The next thing we’re focused on is clinical integration. Clinical integration asks, what are those things that exist at multiple places in what was a holding company, and how do we put that into a clinical integration model? This involves taking the emergency department, the radiology department, pathology, and anesthesia and thinking through, what does that look like from a system-wide perspective? No matter where you go in the system, the kind of care that you get, the imaging that you get will be the best. This shifting around of care is an incredibly important element, and we are looking at how we best integrate services. What does it mean to have a service line?

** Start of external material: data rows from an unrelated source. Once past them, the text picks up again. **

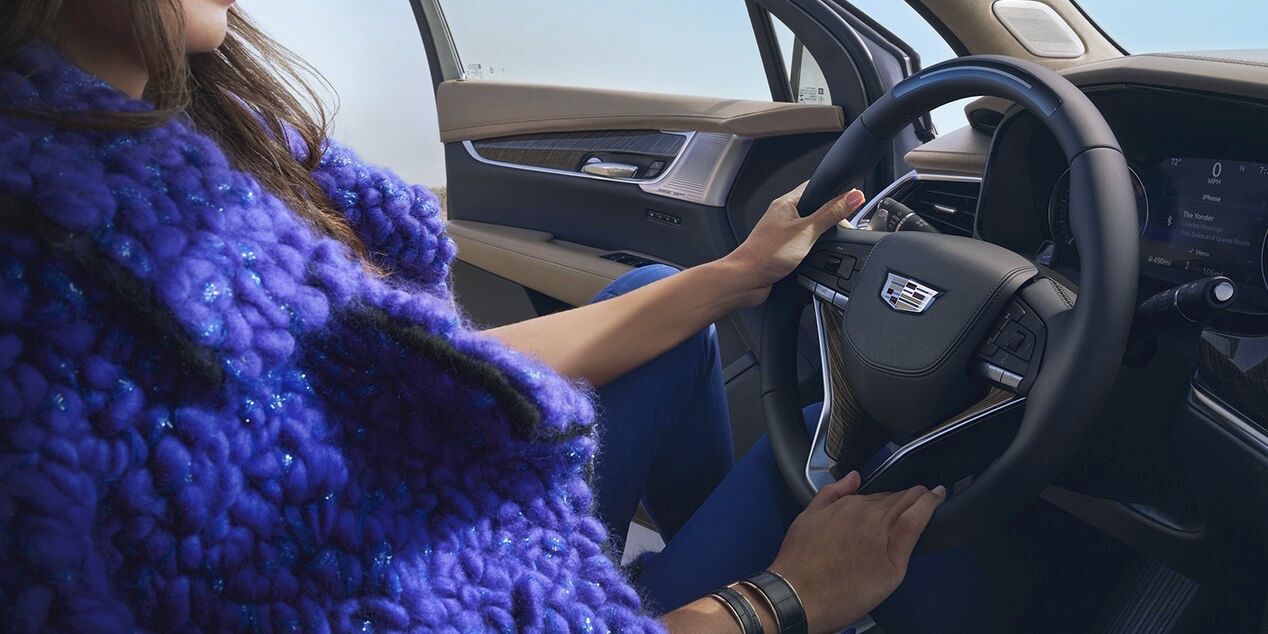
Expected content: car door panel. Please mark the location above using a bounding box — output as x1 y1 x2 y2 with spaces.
449 221 669 306
436 80 844 143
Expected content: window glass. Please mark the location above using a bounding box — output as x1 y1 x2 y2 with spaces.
850 0 973 133
1079 0 1268 53
441 0 771 101
771 15 832 104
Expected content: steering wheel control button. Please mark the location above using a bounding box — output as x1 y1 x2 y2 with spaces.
814 284 837 304
994 321 1035 361
837 255 858 279
999 370 1025 389
978 361 1026 389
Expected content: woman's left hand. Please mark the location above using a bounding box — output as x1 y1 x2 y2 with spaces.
724 183 866 306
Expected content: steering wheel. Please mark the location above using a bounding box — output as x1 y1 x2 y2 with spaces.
760 56 1139 549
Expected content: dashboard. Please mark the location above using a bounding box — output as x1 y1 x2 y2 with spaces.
975 85 1268 317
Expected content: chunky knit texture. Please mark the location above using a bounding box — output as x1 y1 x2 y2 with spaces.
0 46 659 631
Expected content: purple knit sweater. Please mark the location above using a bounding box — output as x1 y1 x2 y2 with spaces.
0 46 659 631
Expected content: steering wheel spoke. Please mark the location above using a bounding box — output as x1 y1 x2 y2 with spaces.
796 227 885 309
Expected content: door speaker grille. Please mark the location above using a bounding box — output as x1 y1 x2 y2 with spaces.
992 0 1087 57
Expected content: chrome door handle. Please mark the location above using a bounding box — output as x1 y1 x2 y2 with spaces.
581 159 638 179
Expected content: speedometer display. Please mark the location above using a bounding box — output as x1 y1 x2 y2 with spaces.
1047 170 1149 246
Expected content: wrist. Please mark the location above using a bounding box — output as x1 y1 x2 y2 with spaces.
705 250 772 312
732 583 780 634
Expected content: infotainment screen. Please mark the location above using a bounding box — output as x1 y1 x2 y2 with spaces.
1141 157 1268 288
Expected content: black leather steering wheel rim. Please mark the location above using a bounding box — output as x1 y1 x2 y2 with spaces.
760 56 1139 548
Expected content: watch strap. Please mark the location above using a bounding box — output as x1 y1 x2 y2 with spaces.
709 586 766 634
743 571 809 634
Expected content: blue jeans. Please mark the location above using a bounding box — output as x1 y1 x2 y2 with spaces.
585 265 1008 634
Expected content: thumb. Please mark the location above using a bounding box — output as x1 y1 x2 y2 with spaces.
806 472 864 510
810 189 867 233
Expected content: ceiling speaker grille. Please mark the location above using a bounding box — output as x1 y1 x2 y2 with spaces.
992 0 1087 57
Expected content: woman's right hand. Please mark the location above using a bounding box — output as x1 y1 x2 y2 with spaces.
771 472 946 631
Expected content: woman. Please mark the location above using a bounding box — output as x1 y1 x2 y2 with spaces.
0 0 945 631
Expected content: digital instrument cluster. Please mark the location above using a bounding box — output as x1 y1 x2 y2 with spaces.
1049 156 1268 296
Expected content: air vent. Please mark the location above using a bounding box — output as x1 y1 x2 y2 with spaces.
894 180 981 236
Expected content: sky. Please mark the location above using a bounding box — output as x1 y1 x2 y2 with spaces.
240 0 1268 185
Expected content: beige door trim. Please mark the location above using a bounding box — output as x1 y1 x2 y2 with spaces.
436 80 844 143
446 221 674 306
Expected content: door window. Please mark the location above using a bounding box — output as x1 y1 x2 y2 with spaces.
441 0 771 101
850 0 973 133
771 15 832 104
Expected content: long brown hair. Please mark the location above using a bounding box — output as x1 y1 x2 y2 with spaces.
0 0 373 261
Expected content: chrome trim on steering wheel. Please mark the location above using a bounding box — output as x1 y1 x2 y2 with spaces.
805 298 1026 493
850 170 981 228
858 394 1026 489
805 170 1004 492
805 297 837 493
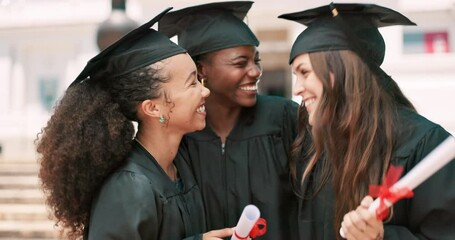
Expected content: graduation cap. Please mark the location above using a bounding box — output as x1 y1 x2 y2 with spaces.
70 8 186 87
279 3 416 66
158 1 259 57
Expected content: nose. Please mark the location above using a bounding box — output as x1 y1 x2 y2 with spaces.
292 78 305 96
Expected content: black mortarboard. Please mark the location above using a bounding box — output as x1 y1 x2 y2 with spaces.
158 1 259 57
279 3 415 66
71 8 186 85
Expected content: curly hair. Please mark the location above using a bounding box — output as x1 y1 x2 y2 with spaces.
37 64 168 239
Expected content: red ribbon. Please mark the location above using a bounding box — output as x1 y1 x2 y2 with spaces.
234 218 267 240
369 165 414 220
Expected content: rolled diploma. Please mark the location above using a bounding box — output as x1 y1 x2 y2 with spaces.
231 205 261 240
340 136 455 238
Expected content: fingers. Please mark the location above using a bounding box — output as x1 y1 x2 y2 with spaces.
341 196 384 240
202 228 234 240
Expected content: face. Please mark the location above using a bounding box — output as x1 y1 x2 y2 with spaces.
199 46 262 107
162 54 210 134
291 53 323 125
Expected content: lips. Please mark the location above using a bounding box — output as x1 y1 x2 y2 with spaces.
196 104 205 113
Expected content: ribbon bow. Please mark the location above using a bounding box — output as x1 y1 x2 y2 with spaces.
234 218 267 240
369 165 414 220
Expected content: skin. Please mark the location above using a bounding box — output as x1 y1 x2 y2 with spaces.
198 46 262 142
291 53 323 125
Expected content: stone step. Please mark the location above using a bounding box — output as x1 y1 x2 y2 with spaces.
0 175 40 189
0 189 44 204
0 203 50 221
0 220 59 240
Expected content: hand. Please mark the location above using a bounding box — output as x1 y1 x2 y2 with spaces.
341 196 384 240
202 228 234 240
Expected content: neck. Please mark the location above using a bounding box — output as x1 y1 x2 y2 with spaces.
205 101 242 143
136 126 182 180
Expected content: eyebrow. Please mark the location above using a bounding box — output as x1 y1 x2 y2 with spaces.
185 70 196 85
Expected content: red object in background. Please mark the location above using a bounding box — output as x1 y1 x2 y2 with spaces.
424 32 450 53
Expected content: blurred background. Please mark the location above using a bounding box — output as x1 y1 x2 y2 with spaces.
0 0 455 239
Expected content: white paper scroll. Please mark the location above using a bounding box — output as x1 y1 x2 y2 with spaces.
340 136 455 238
231 205 261 240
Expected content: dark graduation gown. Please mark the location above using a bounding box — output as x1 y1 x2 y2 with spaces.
298 110 455 240
88 142 205 240
184 96 298 240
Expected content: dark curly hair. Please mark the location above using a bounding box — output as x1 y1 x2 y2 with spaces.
37 64 168 239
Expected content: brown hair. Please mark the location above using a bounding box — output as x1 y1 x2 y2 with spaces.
37 62 167 239
291 50 414 238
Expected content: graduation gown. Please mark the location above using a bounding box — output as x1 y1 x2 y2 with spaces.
88 142 205 240
298 110 455 240
184 96 298 240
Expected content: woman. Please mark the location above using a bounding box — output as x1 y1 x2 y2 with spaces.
37 9 232 240
159 1 298 240
280 4 455 239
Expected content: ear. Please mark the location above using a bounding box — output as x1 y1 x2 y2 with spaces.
138 99 160 118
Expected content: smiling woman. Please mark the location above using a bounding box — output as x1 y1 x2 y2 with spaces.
37 9 232 240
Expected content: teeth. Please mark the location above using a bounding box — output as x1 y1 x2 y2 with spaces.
305 98 316 107
196 105 205 113
240 85 258 91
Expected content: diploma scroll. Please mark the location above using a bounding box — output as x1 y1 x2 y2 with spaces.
231 205 261 240
340 136 455 238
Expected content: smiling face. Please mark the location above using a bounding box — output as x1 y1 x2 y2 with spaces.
199 46 262 107
292 53 323 125
160 54 210 133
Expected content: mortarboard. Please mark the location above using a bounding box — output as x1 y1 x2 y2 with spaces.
70 8 186 86
279 3 416 66
158 1 259 57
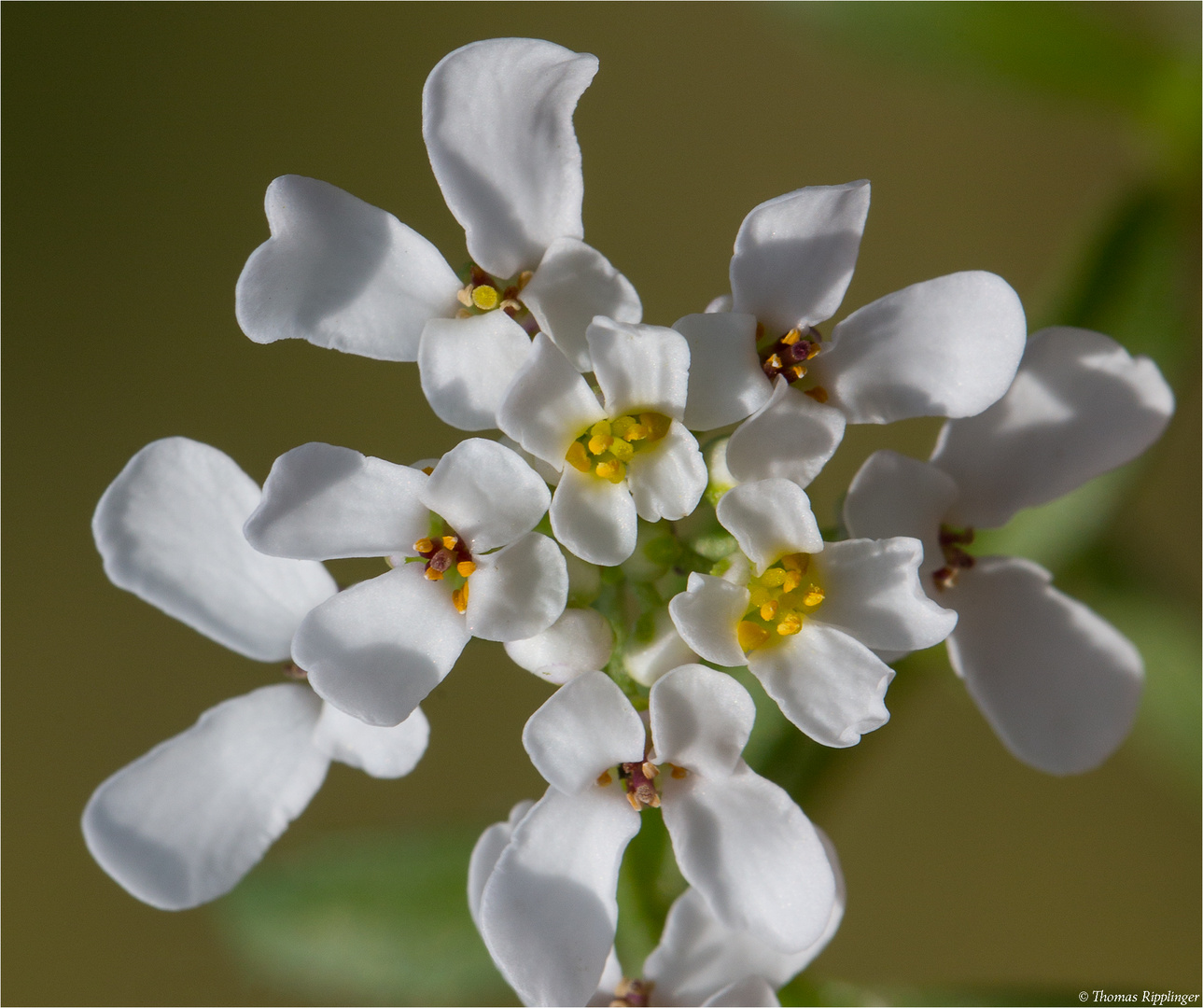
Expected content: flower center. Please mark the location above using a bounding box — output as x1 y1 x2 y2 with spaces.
456 263 539 336
735 553 824 654
755 322 828 403
931 525 974 592
565 413 673 483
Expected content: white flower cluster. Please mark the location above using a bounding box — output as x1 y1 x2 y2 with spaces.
83 38 1173 1004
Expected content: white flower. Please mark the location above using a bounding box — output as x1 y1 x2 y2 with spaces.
245 438 567 725
83 438 428 909
845 329 1174 774
469 665 836 1004
237 38 642 430
498 316 706 567
674 182 1025 486
669 479 957 746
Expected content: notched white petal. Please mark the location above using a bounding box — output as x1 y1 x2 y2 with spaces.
234 175 459 361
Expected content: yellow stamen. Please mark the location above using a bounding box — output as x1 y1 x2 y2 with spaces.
471 284 500 312
735 620 769 654
565 441 593 472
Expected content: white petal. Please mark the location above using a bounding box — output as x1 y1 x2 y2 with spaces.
662 762 836 953
91 438 337 662
946 557 1144 774
844 451 957 578
650 665 755 777
468 799 534 931
931 329 1174 526
83 683 329 909
622 609 698 686
497 333 605 470
480 789 638 1004
627 420 710 522
813 540 957 651
715 480 823 575
811 272 1028 424
417 312 530 430
500 609 613 686
465 532 567 641
245 441 430 559
669 574 750 667
732 180 869 336
586 315 690 420
292 563 469 725
747 618 894 749
422 38 598 276
673 312 773 430
522 238 644 371
522 672 644 794
727 378 845 487
314 704 430 778
234 175 461 361
422 438 551 553
549 466 637 567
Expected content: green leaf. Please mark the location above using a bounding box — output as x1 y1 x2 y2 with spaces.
217 830 515 1004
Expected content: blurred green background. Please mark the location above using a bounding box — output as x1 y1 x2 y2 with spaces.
3 4 1200 1004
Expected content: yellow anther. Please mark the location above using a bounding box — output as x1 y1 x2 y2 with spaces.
471 284 500 312
565 441 593 472
735 620 769 654
761 567 786 588
777 612 803 637
593 458 627 483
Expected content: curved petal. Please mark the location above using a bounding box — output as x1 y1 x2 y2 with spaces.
811 271 1028 424
715 480 823 575
931 328 1174 528
497 332 605 470
669 574 750 667
661 762 836 953
417 312 530 430
948 557 1144 774
549 466 637 567
747 620 894 749
422 38 598 276
627 420 710 522
522 238 644 371
83 683 329 909
465 532 567 641
584 315 690 420
234 175 461 361
673 312 773 430
91 438 337 662
812 537 957 651
468 799 534 931
505 609 613 686
522 672 646 794
727 378 845 487
844 451 958 578
292 563 469 725
314 704 430 778
243 441 430 559
649 665 755 777
480 789 638 1004
732 179 869 336
422 438 551 553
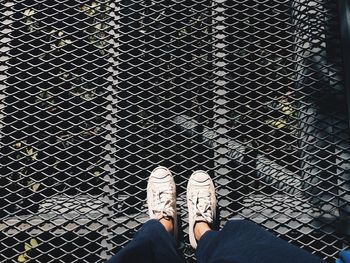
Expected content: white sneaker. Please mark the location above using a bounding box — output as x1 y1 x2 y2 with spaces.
147 166 177 238
187 171 216 248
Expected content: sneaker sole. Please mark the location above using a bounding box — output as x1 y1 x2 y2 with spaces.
187 170 216 249
147 166 178 241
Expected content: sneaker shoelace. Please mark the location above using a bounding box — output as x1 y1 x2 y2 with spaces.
191 189 213 223
153 186 175 219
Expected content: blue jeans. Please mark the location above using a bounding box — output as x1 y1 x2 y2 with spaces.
108 220 323 263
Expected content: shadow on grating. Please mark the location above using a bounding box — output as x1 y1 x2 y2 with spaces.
0 0 350 262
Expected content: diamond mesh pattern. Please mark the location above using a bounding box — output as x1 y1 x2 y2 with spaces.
0 0 350 262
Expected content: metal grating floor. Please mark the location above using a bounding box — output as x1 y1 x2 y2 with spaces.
0 0 350 263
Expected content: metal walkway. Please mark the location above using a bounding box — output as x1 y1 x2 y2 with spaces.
0 0 350 263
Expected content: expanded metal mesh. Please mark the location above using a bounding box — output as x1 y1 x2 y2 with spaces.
0 0 350 262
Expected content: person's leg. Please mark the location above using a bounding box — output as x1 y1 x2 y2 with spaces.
187 171 322 263
108 219 184 263
196 220 323 263
108 167 184 263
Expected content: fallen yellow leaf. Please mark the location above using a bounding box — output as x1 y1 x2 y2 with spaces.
30 238 38 248
17 255 26 262
24 243 32 252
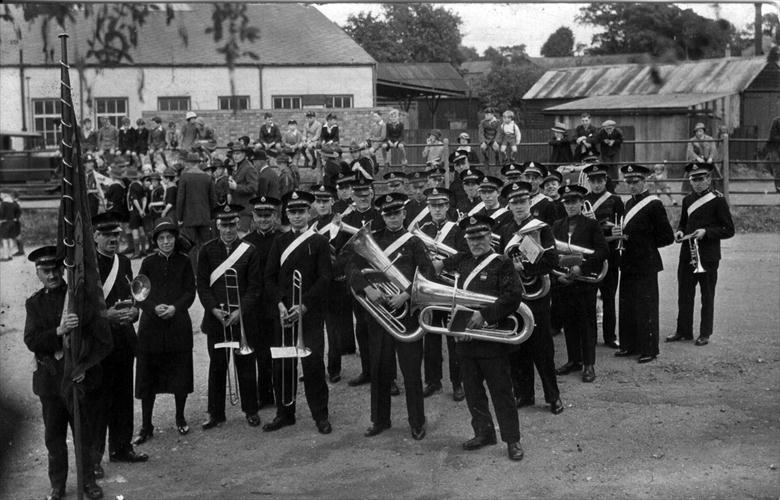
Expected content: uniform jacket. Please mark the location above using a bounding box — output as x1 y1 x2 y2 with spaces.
620 191 674 274
138 250 195 353
677 189 734 262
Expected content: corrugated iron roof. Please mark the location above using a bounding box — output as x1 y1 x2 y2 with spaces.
0 3 376 66
523 57 767 99
376 63 468 95
544 93 731 113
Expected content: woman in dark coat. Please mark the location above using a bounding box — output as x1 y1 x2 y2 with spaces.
133 217 195 444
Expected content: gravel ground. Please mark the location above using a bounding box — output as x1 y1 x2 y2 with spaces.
0 234 780 499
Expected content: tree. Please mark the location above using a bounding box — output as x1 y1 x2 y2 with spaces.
342 4 464 65
541 26 574 57
577 3 736 59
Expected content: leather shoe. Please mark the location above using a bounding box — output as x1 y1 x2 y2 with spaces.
347 373 371 387
200 415 226 431
108 450 149 464
316 418 333 434
582 365 596 382
452 385 466 401
84 481 103 500
461 433 496 451
131 427 154 445
263 415 295 432
506 441 524 460
555 361 582 375
363 424 390 437
423 382 441 398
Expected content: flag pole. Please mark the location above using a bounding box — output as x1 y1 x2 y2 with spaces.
59 33 86 500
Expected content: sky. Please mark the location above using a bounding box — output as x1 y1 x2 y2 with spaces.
316 3 774 56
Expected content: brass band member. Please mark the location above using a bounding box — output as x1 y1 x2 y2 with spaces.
553 185 609 382
24 246 107 500
133 217 195 444
263 191 333 434
420 188 468 401
612 164 674 363
347 193 433 440
196 204 262 430
244 196 282 409
443 214 523 460
666 163 734 346
498 181 563 415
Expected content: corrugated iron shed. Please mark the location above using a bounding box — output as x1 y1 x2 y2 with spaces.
523 57 767 99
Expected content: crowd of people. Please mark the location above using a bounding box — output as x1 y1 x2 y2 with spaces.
19 104 734 498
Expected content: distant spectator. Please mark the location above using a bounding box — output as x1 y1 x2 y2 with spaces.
573 113 599 162
548 122 574 165
479 108 501 166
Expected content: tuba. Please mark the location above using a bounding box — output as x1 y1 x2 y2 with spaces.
344 223 425 342
411 271 534 345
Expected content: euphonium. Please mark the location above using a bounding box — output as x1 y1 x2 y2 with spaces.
344 224 425 342
411 271 534 345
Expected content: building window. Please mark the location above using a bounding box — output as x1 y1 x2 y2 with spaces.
325 95 352 108
95 97 127 128
273 96 301 109
157 97 190 111
33 98 62 147
219 95 249 110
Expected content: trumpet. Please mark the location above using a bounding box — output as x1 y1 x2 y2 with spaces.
214 267 255 406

How do we get the best care and use subspecialists in the best possible way around the entire healthcare system?
I would tie it all back to the need to examine the totality of healthcare delivery. How do we deliver as a system the best integrated care and keep our missions—the academic mission, the training mission, etcetera. How do we look at all of those parts at a particularly challenging time for the country and healthcare? How do we keep all those things going? What are the big investments that we need to be making in the future?
That’s another thing we talk a lot about. What are the big scientific bets? What are the large platform technologies we need to be investing in? Those are going to be critical for what we do in the future and will involve partnerships. Partnerships with other healthcare systems, the state, the city, industry, and venture partnerships are the only way we can move forward to have the best collective impact. No one is going to solve any of these problems in isolation.
Pooja Kumar: If there is one thing that you want to look back on and say that you did in your role as CEO, what would that be?
Anne Klibanski: Looking back, the one thing is to take what was essentially a holding company, with fantastic academic medical centers, fantastic clinical work, fantastic research, fantastic community hospitals, and take the absolute best elements of that and put them into an integrated-care delivery system, which fundamentally has patients at the center of everything it does. It is the future of healthcare that we’re talking about and how to position this particular system to look in a future way, to get beyond the complacency of the past and set ourselves up for the future. That’s what our patients deserve. That’s what the phenomenal people that I work with every day want for the system, and getting them there—that’s the most important thing.